Мы не в силах ответить на этот вопрос. Несомненно лишь то, что после его слов мать и дочь оглянулись, словно ища неизвестного грубияна, пришедшего к ним в дом, чтобы оскорблять их. Но в комнате посторонних не было, и им с горечью и изумлением пришлось констатировать следующий непреложный факт: автором столь мерзких слов был именно их отец и супруг, не кто другой, как он, этот тактичнейший и деликатнейший человек, который на все отвечал:

— Да-да, конечно… Как же иначе?.. — и по утрам, чистя ботинки, плевал на них тихо-тихо, чтобы не разбудить жену и детей, и чей крахмальный воротничок, положенный вечером на комод, казалось, весь стерся от множества улыбок, падавших на него в течение дня из закрытого рта и стекавших вниз по слабой и тощей шее.

Но от этих улыбок, начиная с того вечера, осталось лишь воспоминание. Ненависть, самая безудержная и слепая ненависть овладела Альдо Пишителло. Она распирала его, сотрясала все его существо, как налетевший издалека яростный ветер раздувает и треплет пару болтающихся на веревке подштанников.
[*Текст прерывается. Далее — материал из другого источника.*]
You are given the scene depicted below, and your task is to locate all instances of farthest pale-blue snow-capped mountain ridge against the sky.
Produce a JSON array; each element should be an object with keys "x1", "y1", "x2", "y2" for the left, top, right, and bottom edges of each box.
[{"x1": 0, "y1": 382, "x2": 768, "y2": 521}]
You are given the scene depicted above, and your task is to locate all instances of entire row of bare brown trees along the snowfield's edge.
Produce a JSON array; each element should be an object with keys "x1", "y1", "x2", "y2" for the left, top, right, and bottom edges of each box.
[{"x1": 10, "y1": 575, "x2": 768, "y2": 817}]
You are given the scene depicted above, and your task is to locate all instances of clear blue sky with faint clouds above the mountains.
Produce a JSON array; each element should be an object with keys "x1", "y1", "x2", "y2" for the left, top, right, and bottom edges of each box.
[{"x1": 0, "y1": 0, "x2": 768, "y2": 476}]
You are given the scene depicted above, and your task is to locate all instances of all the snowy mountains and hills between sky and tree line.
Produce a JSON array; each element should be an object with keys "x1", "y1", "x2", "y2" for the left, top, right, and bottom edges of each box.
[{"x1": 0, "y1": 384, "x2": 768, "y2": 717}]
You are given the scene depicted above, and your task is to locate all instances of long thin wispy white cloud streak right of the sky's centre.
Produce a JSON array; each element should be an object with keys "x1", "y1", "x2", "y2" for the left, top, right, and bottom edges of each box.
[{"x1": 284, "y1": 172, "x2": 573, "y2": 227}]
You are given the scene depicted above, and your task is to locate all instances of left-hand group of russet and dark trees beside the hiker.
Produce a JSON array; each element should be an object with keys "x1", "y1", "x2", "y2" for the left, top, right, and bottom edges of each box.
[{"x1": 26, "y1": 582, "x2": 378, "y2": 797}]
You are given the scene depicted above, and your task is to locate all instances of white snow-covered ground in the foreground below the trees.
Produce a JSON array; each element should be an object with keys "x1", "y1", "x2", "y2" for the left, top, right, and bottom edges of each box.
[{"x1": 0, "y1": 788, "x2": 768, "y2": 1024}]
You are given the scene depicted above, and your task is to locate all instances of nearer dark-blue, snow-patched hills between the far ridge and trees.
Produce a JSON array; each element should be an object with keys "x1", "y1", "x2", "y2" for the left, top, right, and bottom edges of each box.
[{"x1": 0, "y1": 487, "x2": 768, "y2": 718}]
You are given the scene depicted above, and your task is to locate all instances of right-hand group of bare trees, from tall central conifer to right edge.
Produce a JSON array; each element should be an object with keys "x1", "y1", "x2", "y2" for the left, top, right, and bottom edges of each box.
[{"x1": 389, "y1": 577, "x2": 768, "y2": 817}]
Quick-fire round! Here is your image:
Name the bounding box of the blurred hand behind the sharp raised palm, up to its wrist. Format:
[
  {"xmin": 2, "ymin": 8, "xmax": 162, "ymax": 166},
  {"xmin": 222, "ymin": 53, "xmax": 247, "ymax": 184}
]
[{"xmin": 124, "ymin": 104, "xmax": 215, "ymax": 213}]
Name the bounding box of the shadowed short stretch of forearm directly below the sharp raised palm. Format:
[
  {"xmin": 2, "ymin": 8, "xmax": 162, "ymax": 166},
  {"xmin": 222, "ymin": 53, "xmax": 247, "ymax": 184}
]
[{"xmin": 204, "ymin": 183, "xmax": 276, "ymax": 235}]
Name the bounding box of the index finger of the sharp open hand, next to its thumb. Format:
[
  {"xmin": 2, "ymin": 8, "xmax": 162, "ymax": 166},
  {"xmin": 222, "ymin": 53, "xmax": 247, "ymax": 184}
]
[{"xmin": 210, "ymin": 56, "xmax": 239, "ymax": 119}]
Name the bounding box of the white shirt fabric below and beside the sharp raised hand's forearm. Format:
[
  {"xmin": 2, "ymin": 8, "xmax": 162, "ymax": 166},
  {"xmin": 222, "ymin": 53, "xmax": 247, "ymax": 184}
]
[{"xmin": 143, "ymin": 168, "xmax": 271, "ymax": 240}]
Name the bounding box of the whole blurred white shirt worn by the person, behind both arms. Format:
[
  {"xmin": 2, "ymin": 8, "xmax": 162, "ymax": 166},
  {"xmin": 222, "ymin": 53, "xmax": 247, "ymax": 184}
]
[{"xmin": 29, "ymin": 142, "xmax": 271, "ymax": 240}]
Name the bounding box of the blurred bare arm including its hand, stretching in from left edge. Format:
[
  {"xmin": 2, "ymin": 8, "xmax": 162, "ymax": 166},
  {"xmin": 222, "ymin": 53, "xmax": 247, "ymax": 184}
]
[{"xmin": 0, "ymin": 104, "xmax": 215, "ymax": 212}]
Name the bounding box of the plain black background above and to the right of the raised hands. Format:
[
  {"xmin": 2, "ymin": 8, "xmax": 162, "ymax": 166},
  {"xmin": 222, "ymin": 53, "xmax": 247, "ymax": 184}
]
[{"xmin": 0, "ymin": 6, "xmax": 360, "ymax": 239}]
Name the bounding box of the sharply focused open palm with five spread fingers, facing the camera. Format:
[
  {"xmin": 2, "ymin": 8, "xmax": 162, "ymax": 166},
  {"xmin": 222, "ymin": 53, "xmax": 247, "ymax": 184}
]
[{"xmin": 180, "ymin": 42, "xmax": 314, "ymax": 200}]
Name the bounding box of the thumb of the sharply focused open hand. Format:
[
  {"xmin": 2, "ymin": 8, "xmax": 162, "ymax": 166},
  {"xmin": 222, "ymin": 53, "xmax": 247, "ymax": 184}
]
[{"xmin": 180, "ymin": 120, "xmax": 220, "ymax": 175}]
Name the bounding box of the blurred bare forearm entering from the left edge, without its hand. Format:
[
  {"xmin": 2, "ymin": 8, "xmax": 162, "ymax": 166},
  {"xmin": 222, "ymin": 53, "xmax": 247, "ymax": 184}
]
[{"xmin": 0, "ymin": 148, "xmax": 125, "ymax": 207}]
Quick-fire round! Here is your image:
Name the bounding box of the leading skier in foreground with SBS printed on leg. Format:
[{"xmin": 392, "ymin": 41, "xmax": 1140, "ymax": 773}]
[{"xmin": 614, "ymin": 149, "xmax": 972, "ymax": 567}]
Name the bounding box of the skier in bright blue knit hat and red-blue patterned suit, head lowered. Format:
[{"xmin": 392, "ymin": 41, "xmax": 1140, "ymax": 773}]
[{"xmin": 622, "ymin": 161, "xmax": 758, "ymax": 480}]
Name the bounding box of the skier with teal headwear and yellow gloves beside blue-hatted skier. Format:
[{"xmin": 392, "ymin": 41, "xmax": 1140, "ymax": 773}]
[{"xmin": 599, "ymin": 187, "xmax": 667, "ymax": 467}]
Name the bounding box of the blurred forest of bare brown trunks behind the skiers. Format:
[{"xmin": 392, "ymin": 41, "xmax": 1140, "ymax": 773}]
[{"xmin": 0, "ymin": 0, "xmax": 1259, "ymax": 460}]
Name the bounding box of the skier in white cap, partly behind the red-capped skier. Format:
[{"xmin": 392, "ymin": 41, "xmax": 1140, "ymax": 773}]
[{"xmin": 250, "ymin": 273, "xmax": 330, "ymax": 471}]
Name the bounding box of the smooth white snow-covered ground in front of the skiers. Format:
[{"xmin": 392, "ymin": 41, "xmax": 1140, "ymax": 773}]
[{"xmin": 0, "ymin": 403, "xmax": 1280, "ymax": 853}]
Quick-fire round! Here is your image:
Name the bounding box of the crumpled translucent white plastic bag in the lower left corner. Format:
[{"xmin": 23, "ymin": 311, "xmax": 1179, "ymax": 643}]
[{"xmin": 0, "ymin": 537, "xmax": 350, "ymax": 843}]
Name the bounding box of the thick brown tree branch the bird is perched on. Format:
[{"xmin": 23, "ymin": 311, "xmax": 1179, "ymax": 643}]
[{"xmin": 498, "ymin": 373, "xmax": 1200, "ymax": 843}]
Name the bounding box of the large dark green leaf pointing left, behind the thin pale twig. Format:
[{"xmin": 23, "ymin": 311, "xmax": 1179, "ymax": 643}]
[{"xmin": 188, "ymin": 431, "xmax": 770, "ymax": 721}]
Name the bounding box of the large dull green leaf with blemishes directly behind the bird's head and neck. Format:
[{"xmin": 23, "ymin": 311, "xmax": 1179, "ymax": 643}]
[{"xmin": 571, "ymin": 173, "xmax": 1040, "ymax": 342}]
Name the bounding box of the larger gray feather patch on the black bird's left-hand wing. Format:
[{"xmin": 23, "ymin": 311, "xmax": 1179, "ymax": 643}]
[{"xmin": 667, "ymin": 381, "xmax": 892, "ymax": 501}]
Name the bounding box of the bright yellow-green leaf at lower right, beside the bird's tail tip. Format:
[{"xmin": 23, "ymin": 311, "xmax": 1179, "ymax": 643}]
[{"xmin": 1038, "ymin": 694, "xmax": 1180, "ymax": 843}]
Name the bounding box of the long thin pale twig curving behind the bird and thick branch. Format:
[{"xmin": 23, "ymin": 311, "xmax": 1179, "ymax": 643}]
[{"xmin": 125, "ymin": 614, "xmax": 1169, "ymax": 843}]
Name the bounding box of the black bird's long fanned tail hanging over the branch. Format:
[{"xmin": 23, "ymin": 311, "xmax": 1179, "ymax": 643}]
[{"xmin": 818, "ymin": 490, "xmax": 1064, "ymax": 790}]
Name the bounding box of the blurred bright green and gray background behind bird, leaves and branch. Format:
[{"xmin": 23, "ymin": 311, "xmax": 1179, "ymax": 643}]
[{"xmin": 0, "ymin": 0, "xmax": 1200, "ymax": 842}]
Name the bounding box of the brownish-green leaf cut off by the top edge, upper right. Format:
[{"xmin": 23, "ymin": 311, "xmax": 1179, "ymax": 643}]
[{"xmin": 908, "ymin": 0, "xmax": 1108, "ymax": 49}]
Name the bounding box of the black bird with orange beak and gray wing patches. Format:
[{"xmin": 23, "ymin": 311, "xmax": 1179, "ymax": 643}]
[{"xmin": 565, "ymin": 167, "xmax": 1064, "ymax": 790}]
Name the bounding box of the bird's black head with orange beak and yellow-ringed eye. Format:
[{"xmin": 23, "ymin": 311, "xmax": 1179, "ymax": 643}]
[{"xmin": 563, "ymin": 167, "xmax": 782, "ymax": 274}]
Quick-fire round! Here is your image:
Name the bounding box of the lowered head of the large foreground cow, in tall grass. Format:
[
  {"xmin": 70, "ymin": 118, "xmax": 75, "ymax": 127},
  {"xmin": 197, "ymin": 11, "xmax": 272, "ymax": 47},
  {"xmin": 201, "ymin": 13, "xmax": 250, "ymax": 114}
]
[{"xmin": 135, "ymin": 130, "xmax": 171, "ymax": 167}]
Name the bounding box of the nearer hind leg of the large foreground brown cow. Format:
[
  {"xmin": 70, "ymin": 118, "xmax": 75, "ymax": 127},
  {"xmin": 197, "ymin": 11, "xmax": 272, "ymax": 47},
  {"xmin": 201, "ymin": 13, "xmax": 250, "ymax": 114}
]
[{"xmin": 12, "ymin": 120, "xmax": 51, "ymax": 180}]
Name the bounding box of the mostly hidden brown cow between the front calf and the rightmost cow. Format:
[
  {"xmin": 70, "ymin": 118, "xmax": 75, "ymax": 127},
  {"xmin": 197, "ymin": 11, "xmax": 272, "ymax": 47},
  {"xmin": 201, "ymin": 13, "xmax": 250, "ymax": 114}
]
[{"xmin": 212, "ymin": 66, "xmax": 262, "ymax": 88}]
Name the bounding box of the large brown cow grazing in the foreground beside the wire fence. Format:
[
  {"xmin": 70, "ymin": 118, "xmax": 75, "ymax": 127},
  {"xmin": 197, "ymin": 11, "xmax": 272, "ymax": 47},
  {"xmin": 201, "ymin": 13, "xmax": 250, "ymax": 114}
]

Это была страсть столь непомерная, что, казалось, этот маленький человечек скрипит и трещит по всем швам, не в состоянии более сохранять неподвижность, спокойствие, управлять своими движениями, закрывать до конца рот, глубоко погружаться в сон. Даже когда он спал, у него срывались с уст такие слова, как «Сволочи!», «Животные!», правда тихо, не громче вздоха, но при этом он брызгал слюной, которая мочила подушку и даже долетала до спины Розины. На улице рядом с ним, на высоте плеча, безостановочно пребывала в движении его правая рука — она делала неодобрительные жесты, махала в знак отрицания, посылала к черту. В ту эпоху, когда все были оптимистами и гордецами, когда даже скрипка посреди пустынной улочки пробовала играть марши, а дети на шестых этажах, под самым небом, разучивали гимны, когда гимны мурлыкал себе под нос, сидя за обедом, не певший никогда в жизни шестидесятилетний профессор, когда в ночной тишине пьяный, прислонившись к фонарю, гремел: «Мы под-чи-ним себе весь мир!», когда и днем и ночью все балконы были украшены флагами, Альдо Пишителло испускал свои безутешные «Гм!», гулко отдававшиеся в высоких подъездах домов, мимо которых он проходил, возвращаясь домой.